Novell knows how important networking is to good business. The company develops network connectivity software that links desktop computers to corporate networks, integrating directories, storage systems, printers, servers, and databases. Novell also provides a version of the Linux operating system tailored for businesses (SUSE), network management software (ZENworks), collaborative tools (GroupWise), and network security products (Sentinel). Its services include consulting, support, and training. The company sells directly and through distributors and systems integrators to a global clientele. Formerly a public company, Novell was acquired by Attachmate in 2011 for about $2.2 billion.
The acquisition followed an unsolicited 2010 bid from hedge fund Elliott Associates to buy the 93% of the company that it did not already own for about $1.8 billion. Novell's board rejected the bid as too low, saying it undervalued the company's franchise and growth prospects. The Attachmate deal was announced after months of negotiations with other prospective buyers.

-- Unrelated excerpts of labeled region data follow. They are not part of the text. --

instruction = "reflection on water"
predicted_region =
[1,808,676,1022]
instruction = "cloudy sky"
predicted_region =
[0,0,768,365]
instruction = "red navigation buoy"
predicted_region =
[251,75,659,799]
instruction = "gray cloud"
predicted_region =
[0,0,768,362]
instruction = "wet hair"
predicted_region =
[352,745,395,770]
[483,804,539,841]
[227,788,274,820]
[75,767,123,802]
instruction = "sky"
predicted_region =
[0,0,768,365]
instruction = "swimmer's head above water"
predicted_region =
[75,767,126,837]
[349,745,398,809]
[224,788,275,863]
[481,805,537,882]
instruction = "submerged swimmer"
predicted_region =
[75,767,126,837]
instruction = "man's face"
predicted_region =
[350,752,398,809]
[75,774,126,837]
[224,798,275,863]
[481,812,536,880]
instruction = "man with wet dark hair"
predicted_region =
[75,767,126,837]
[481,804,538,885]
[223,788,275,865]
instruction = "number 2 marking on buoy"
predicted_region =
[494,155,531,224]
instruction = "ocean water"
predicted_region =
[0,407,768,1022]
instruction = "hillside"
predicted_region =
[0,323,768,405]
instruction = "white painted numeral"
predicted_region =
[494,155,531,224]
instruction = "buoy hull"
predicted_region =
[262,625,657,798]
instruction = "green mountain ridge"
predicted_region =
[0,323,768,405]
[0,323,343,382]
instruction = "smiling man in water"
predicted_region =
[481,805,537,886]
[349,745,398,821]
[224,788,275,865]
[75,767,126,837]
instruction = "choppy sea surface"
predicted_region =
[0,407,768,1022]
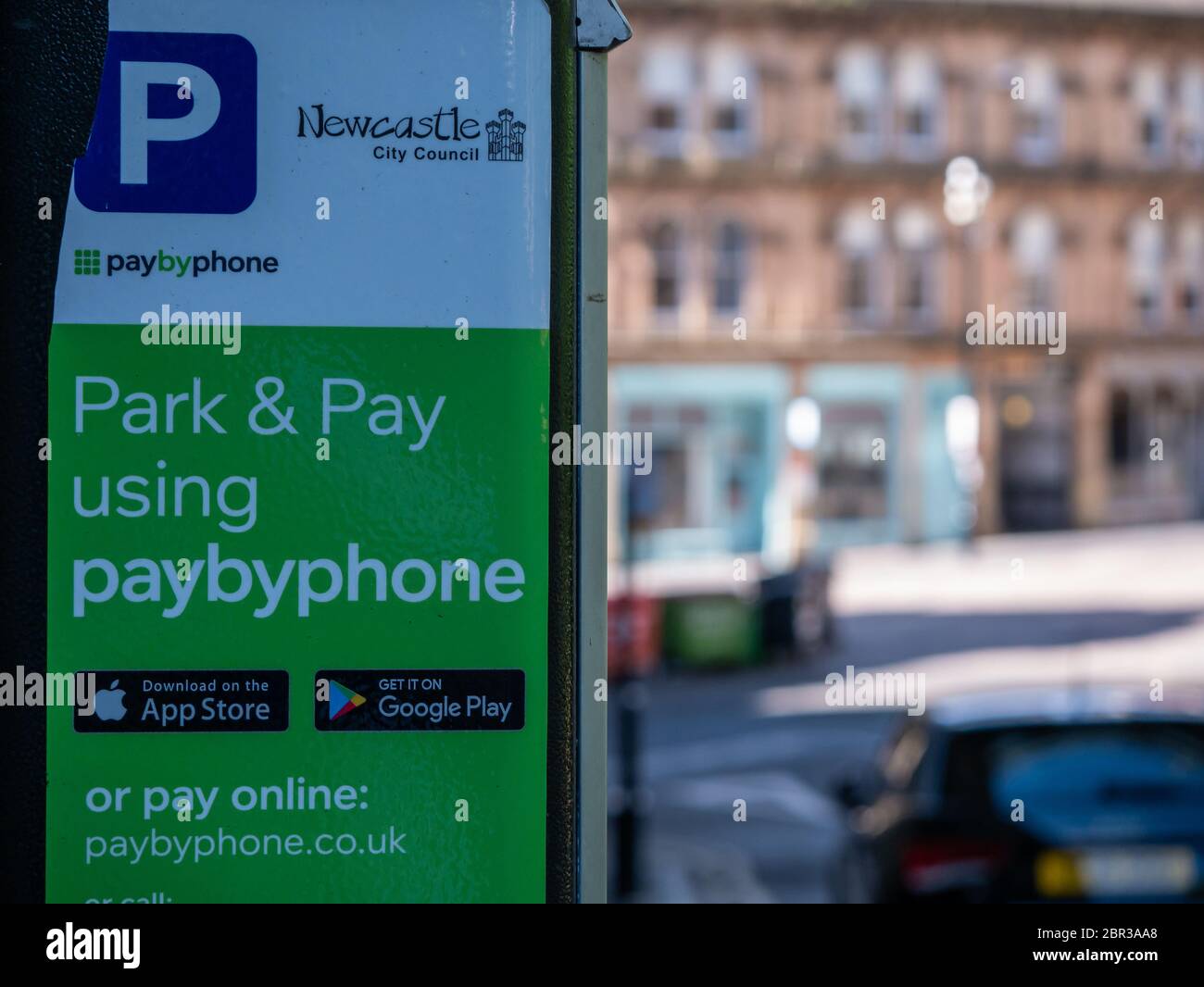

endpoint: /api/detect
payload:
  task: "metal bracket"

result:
[577,0,631,52]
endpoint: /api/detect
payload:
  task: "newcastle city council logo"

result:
[485,109,526,161]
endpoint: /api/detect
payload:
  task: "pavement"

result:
[609,525,1204,903]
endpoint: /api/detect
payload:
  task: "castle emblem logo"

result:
[485,109,526,161]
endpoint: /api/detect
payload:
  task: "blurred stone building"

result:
[609,0,1204,565]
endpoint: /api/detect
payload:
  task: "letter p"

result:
[120,61,221,185]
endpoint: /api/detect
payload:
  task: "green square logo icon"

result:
[76,250,100,274]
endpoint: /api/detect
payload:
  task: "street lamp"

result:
[944,156,994,542]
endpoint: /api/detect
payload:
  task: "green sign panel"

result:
[45,0,551,903]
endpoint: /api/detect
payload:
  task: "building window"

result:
[1179,65,1204,168]
[895,51,940,160]
[1109,390,1133,469]
[1133,61,1167,163]
[816,404,890,521]
[707,47,756,157]
[1011,209,1057,312]
[714,223,747,314]
[835,44,886,160]
[1012,57,1062,165]
[1179,219,1204,322]
[895,206,936,325]
[639,44,694,157]
[1128,217,1164,325]
[653,223,683,317]
[837,209,883,325]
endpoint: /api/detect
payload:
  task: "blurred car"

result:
[834,686,1204,902]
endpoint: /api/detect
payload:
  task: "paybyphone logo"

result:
[75,31,257,213]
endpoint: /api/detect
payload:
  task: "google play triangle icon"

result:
[330,679,368,719]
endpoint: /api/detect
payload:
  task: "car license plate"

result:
[1075,846,1197,897]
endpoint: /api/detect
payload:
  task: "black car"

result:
[834,685,1204,902]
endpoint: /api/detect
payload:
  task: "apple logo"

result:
[96,679,125,719]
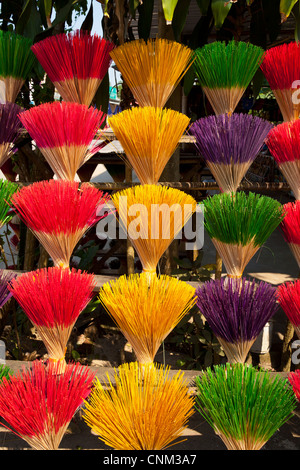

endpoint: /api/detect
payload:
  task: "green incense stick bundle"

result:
[193,41,264,115]
[195,363,297,450]
[203,192,284,278]
[0,31,35,103]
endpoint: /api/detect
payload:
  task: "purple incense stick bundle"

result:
[190,113,273,193]
[196,278,278,363]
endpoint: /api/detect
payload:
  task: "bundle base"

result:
[212,238,259,278]
[207,160,252,193]
[217,336,256,364]
[203,87,245,116]
[273,89,300,122]
[53,77,102,106]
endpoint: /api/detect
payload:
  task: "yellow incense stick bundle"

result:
[109,106,190,184]
[99,274,196,363]
[112,185,197,274]
[83,362,194,450]
[110,39,193,108]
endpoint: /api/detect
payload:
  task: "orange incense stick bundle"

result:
[99,274,196,364]
[20,101,106,181]
[0,361,95,450]
[110,39,193,108]
[260,42,300,121]
[11,180,109,267]
[32,30,114,106]
[109,106,190,184]
[266,119,300,199]
[281,201,300,268]
[83,362,194,450]
[111,184,197,275]
[9,267,96,370]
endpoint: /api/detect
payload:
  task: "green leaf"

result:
[172,0,191,41]
[16,0,32,34]
[280,0,298,22]
[211,0,232,29]
[197,0,210,15]
[162,0,179,24]
[138,0,154,41]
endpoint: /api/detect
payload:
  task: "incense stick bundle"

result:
[20,101,106,181]
[195,363,296,450]
[0,31,35,103]
[110,39,194,108]
[288,369,300,402]
[0,103,22,168]
[11,180,109,267]
[83,362,194,450]
[0,179,18,228]
[109,106,190,184]
[111,185,197,275]
[193,41,264,115]
[99,274,195,364]
[281,201,300,268]
[260,42,300,121]
[190,113,272,193]
[32,30,114,106]
[277,280,300,339]
[9,267,96,370]
[203,192,284,278]
[266,120,300,199]
[0,360,95,450]
[196,278,278,364]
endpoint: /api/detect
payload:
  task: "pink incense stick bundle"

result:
[20,101,106,181]
[266,119,300,199]
[31,30,115,106]
[0,361,95,450]
[277,280,300,339]
[9,267,96,370]
[11,180,110,267]
[281,201,300,268]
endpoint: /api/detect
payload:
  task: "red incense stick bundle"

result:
[261,42,300,121]
[32,31,114,106]
[0,361,95,450]
[20,102,106,181]
[277,280,300,339]
[266,120,300,199]
[9,267,96,370]
[281,201,300,268]
[11,180,110,267]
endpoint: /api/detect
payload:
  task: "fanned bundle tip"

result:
[193,40,264,115]
[196,278,278,364]
[99,274,195,364]
[11,180,110,267]
[266,120,300,199]
[277,280,300,339]
[111,185,197,275]
[20,102,106,181]
[260,41,300,122]
[0,361,95,450]
[9,267,96,369]
[83,362,194,450]
[0,30,35,103]
[32,30,114,106]
[195,363,296,450]
[189,113,272,192]
[109,106,190,184]
[110,39,193,108]
[203,192,284,277]
[0,102,22,168]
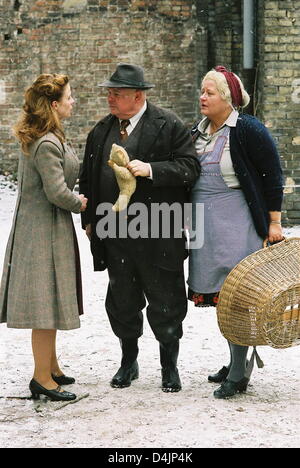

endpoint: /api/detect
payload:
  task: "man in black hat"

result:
[80,64,200,392]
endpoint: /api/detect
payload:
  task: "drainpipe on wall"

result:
[243,0,254,70]
[243,0,256,114]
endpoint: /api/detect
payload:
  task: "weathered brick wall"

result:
[0,0,204,170]
[255,0,300,224]
[0,0,300,223]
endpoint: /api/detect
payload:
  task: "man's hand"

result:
[78,193,88,212]
[85,224,92,240]
[127,159,150,177]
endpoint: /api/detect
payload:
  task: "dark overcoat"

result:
[80,102,200,271]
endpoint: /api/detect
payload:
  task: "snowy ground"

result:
[0,177,300,448]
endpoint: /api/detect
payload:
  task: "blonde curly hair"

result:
[13,73,69,154]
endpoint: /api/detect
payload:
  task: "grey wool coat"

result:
[0,133,81,330]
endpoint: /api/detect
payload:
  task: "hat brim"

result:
[98,80,155,89]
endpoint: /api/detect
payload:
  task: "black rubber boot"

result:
[110,338,139,388]
[159,340,181,392]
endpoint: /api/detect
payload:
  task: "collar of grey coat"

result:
[95,101,166,161]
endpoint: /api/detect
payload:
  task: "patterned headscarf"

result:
[215,65,243,107]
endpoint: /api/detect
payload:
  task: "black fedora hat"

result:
[99,63,154,89]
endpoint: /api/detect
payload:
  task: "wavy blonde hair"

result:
[202,70,250,107]
[13,73,69,154]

In order to meet antitrust conditions stipulated by the US Department of Justice and complete the deal with Attachmate, Novell was required to sell some of its intellectual property -- including nearly 900 patents -- to CPTN Holdings, a consortium of technology companies made up of Oracle, Apple, EMC, and Microsoft, for $450 million (included in the $2.2 billion transaction).
The company divides its business into three main product categories: collaboration (GroupWise and Open Workgroup), endpoint management (ZENworks), and file and networking services (Border Manager and Open Enterprise Server).
Its collaboration applications are designed to help businesses boost productivity by linking individuals and teams with tools for managing email, scheduling, contacts, documents, workflows, social networking, mobile access, and other tasks. Novell's file and networking services product group focuses on tools for file, print, and networking services across Windows, Macintosh, and Linux platforms. These products are designed to control and automate file storage, simplify network management, enable printers installation, and automate disaster recovery functions. The company's endpoint management applications help businesses deliver the correct digital working environment to each employee regardless of their location or the device they use. These tools automate the management of software updates, compliance, and network security among other functions.
Much of Novell's product strategy has been driven by a push to expand past its roots as a provider of network operating systems. The company has branched into Linux, identity management software, and systems and resource management applications to fuel growth in recent years.
Looking ahead, Novell has said that its plans to expand its relationships with the extensive user base it has built over about 30 years. In particular the company has stepped up marketing of its online collaboration software, networking tools, and endpoint management tools by investing in engineering and creating dedicated direct sales teams to push them. In terms of new product development, Novell is also creating applications to address the burgeoning mobile and cloud computing spaces.
Novell has strategic partnerships with CA, Dell, Intel, Microsoft, and SAP.